Bergung der "Costa Concordia" Wie das Wrack wieder schwimmen soll

Die "Costa Concordia" liegt aufgerissen auf der Seite. Bergungsfirmen sollen das gigantische Wrack wieder schwimmfähig machen. Als Erstes aber kämpfen sie gegen eine drohende Umweltkatastrophe.

Platz für über 4000 Menschen, 290 Meter lang und 17 Decks hoch: Die havarierte "Costa Concordia" ist so groß wie eine kleine Stadt. Umgestürzt, aufgeschlitzt und hilflos liegt der Gigaliner am felsigen Ufer der italienischen Insel Giglio. Und doch soll der Ozeanriese wieder flott gemacht werden. Bei der Bewältigung einer Schiffskatastrophe gelten eiserne Regeln: "Die Prioritäten sind klar: Zuerst die Menschen, als Nächstes die Umwelt", sagte Martijn Schuttevaer von Smit Salvage im niederländischen Fernsehen. Die Bergungsfirma wurde von Reederei und Versicherung angeheuert, um Umweltschäden abzuwenden: "Unser Auftrag ist es, das Öl der 'Costa' aus dem Rumpf zu bekommen."

Extrem gefährliche Arbeit

Als Erstes versuchten italienische Taucher, Vermisste aus dem Wrack zu bergen. Am Dienstag entdeckten sie nur noch Leichen. Am Mittwoch wurde die Suche nach Eingeschlossenen abermals unterbrochen, weil das Wrack ein Stück weiter abgesackt ist. Die Arbeit sei derzeit zu gefährlich für die Rettungsmannschaften, so ihr Sprecher Luca Cari.

Erst wenn es keine Hoffnung auf Überlebende mehr gibt, kommen die Bergungsspezialisten von Smit zum Zug. Der Grund für die Verzögerung: Es ist extrem gefährlich, sich auf dem zur Seite geneigten Wrack zu bewegen. Die Gänge sind verstopft und selbst die eingesetzten Rettungshunde finden kaum Halt. Damit die Retter nicht noch mehr gefährdet werden, müssen Berger und schweres Gerät warten. Martijn Schuttevaer: "Sobald wir das Schiff betreten können und es stabil ist, werden wir mit dem Abpumpen des Öls beginnen." Mitarbeiter und Spezialausrüstung von Smit sind bereits auf Giglio eingetroffen.

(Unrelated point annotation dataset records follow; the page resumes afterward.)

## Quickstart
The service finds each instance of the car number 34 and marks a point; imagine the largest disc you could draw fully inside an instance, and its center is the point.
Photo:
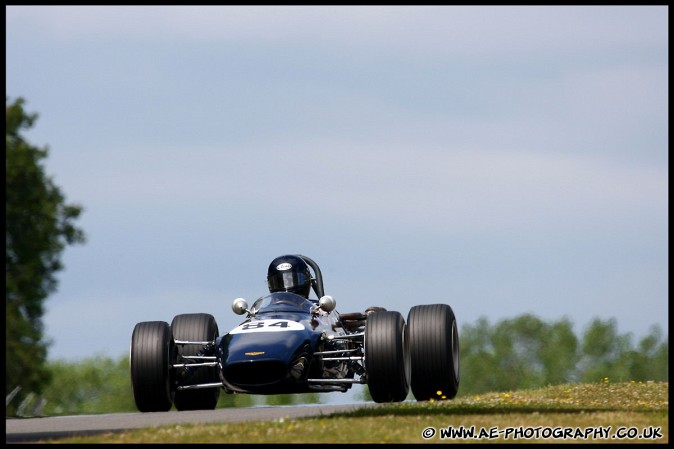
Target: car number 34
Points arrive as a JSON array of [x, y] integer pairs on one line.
[[267, 326]]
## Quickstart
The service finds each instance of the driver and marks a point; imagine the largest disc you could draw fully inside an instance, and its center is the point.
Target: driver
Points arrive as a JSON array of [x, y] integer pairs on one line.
[[289, 273]]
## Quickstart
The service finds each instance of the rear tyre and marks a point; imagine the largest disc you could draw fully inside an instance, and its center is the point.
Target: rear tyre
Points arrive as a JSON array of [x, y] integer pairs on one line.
[[150, 354], [434, 352], [386, 357], [195, 327]]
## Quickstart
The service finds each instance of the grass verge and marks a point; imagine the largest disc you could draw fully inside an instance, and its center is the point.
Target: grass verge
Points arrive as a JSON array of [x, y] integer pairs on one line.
[[629, 412]]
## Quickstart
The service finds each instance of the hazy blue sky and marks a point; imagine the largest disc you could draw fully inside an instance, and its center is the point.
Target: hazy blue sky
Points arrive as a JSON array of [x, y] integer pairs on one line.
[[503, 160]]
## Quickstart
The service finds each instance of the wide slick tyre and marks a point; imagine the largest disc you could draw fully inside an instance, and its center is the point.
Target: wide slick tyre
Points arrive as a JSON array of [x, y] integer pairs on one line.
[[387, 357], [150, 360], [434, 352], [195, 327]]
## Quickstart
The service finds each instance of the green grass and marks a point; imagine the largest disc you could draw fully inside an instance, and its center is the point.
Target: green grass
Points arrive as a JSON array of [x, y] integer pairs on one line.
[[640, 407]]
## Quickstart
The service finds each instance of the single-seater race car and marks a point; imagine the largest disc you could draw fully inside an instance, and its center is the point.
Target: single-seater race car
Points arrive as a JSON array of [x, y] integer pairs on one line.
[[289, 343]]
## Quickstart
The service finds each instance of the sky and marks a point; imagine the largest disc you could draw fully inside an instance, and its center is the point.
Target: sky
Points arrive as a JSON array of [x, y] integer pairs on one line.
[[504, 160]]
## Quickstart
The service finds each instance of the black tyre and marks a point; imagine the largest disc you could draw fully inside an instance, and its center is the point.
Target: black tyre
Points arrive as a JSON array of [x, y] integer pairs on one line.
[[150, 360], [434, 351], [196, 327], [387, 357]]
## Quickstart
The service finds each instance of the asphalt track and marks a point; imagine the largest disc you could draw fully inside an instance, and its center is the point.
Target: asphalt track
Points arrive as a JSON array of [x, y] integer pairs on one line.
[[26, 430]]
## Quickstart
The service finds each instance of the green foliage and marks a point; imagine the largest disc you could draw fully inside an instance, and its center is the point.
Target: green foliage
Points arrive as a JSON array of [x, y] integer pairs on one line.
[[93, 385], [525, 352], [514, 354], [39, 224]]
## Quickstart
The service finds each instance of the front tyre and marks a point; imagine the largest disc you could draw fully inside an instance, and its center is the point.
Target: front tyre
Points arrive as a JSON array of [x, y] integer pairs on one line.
[[434, 351], [151, 348], [196, 327], [386, 357]]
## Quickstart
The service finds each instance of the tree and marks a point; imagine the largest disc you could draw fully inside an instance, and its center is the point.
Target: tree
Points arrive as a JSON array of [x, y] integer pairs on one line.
[[38, 226]]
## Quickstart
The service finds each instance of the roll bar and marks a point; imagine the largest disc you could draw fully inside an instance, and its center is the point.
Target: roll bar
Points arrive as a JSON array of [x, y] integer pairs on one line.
[[317, 283]]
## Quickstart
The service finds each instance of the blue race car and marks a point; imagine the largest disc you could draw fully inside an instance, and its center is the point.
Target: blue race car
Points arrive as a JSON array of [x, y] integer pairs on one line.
[[290, 343]]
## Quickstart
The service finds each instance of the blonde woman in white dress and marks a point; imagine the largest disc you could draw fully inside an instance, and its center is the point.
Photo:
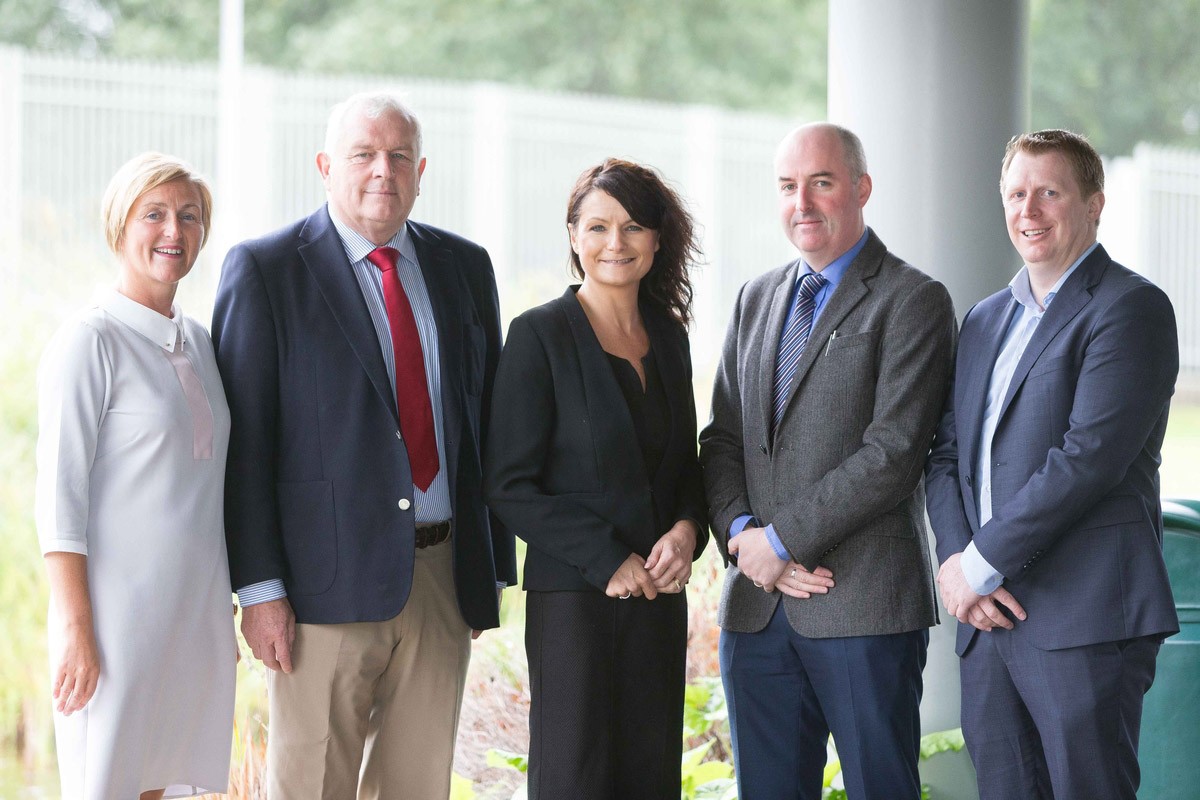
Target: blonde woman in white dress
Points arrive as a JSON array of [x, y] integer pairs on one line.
[[133, 429]]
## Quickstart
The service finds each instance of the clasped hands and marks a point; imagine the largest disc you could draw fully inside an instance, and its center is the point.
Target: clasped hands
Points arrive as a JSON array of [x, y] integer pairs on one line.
[[757, 560], [666, 571], [983, 612]]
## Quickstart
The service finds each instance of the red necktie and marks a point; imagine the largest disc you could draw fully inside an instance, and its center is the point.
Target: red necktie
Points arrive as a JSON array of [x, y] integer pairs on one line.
[[412, 389]]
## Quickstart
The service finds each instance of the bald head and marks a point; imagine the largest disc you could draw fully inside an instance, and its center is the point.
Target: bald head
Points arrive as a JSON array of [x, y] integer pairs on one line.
[[851, 145]]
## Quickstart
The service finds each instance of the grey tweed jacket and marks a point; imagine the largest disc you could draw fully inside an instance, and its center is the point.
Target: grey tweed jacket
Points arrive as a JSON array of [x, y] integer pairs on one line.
[[841, 477]]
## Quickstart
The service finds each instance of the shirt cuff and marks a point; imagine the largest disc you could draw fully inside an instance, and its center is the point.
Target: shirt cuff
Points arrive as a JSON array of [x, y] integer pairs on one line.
[[739, 524], [262, 593], [777, 543], [981, 576]]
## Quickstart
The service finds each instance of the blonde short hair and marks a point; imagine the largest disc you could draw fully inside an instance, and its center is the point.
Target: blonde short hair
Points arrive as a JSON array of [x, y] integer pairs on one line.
[[137, 176]]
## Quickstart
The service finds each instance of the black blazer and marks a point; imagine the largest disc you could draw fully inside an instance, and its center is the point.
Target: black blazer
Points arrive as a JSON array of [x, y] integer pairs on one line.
[[564, 467], [317, 473]]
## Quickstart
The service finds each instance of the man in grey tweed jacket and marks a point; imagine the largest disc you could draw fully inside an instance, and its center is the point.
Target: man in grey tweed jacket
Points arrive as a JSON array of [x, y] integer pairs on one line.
[[829, 591]]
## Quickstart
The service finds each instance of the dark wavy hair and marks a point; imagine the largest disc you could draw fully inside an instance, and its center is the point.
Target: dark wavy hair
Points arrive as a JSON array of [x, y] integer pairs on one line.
[[652, 204]]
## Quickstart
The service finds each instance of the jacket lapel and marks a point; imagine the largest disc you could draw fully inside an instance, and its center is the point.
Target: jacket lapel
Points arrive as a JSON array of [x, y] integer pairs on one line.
[[1075, 293], [612, 427], [324, 257], [675, 380]]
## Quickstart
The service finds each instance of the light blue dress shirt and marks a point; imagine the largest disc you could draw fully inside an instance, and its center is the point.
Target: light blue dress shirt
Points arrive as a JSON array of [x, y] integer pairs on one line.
[[982, 577], [432, 505], [833, 275]]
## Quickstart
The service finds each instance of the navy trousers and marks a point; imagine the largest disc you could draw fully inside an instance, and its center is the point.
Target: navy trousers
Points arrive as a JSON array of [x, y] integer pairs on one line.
[[786, 693], [1055, 723]]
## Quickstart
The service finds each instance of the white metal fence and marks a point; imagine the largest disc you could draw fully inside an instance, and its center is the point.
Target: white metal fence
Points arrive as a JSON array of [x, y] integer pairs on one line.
[[501, 163]]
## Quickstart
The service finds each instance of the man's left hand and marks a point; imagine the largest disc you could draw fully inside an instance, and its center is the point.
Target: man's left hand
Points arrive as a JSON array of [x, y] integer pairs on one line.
[[756, 558], [958, 596]]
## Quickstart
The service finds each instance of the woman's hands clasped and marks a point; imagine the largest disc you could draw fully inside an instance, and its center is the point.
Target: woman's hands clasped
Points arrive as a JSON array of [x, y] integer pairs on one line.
[[665, 571]]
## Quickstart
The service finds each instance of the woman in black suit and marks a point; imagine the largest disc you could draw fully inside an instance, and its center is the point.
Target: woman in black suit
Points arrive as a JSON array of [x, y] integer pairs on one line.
[[593, 463]]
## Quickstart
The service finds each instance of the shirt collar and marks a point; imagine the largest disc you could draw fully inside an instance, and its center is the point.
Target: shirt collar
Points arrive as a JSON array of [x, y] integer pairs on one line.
[[837, 269], [149, 323], [358, 246], [1024, 293]]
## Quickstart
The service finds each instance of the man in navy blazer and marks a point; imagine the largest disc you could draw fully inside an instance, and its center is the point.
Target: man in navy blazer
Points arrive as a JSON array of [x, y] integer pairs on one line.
[[363, 558], [1043, 493]]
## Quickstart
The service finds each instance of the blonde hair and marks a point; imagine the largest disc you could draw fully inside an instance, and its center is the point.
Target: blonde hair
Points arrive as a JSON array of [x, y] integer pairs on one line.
[[137, 176]]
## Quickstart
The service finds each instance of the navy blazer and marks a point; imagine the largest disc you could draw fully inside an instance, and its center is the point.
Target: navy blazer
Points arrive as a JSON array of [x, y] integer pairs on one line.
[[565, 470], [317, 470], [1077, 527]]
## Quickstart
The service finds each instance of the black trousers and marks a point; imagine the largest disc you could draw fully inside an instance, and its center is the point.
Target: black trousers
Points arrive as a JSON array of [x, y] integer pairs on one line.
[[606, 681]]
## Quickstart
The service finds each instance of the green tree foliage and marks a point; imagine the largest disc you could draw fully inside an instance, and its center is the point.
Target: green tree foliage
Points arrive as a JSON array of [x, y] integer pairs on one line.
[[1119, 72], [762, 54]]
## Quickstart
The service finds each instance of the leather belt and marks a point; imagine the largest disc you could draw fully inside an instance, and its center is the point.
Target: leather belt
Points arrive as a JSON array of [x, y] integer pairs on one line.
[[430, 534]]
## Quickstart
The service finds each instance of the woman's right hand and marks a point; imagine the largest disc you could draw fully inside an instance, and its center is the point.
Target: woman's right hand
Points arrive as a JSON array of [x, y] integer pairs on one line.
[[77, 668], [77, 662], [631, 579]]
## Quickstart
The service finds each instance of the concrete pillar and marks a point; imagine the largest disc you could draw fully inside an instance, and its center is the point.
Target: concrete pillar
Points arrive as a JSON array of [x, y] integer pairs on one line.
[[11, 197], [935, 89]]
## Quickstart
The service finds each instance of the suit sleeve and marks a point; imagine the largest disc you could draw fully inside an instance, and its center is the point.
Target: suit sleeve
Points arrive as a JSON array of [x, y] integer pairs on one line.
[[489, 308], [246, 347], [943, 493], [721, 443], [1125, 383], [916, 353], [517, 452]]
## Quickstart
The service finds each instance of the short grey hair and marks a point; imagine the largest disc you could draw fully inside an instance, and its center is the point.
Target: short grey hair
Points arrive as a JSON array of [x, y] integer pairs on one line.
[[371, 104], [852, 151], [851, 146]]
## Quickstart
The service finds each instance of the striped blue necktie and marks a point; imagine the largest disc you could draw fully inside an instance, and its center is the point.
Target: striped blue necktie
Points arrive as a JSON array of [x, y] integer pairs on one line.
[[796, 336]]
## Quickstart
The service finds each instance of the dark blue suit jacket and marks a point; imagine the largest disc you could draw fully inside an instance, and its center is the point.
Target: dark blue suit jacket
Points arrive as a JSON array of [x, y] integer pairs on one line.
[[1077, 527], [316, 468]]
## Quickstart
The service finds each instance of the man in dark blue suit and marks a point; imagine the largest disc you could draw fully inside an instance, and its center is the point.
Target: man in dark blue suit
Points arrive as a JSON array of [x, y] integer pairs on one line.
[[358, 349], [1043, 493]]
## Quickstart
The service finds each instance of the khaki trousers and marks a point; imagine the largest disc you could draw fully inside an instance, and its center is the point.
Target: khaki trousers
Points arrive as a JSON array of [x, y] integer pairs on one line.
[[371, 709]]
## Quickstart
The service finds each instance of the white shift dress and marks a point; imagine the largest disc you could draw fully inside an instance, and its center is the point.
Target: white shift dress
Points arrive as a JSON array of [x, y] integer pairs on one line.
[[131, 453]]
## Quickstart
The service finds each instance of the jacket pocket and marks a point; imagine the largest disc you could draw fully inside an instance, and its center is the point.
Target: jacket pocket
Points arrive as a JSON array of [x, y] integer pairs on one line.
[[310, 535]]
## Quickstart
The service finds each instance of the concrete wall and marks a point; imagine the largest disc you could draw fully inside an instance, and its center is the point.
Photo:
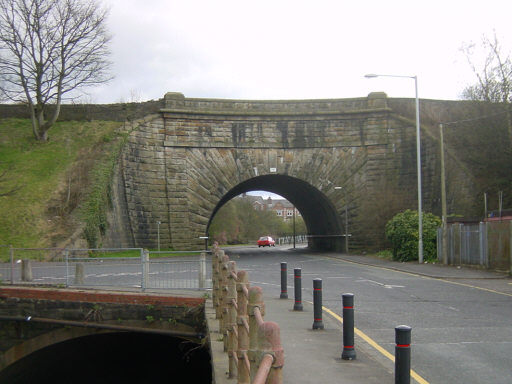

Immerhin sind über 2380 Tonnen Treibstoff in den Tanks. "Bei einem Austritt stellt dieses Öl eine tödliche Gefahr für zehntausende Meerestiere dar, die in dem Nationalpark Toskanischer Archipel leben", fürchtet Nabu-Meeresschutzexperte Kim Detloff. Das Tyrrhenische Meer an Italiens Westküste zeichnet sich durch eine für das Mittelmeer besonders hohe Artenvielfalt aus.

Die Umwelt hatte bisher Glück im Unglück, nennenswerte Lecks zeigten sich nicht am Wrack. Aber viel hätte nicht gefehlt. Ein Mitarbeiter der US-Bergungsfirma Titan Salvage sagte der Nachrichtenagentur AFP auf Giglio: "Sie hatten einfach unverschämtes Glück, dass kein Öl ausgetreten ist. Wenn der Rumpf noch vier oder fünf Meter länger aufgerissen worden wäre, dann hätte es die Öl-Bunker aufgeschlitzt."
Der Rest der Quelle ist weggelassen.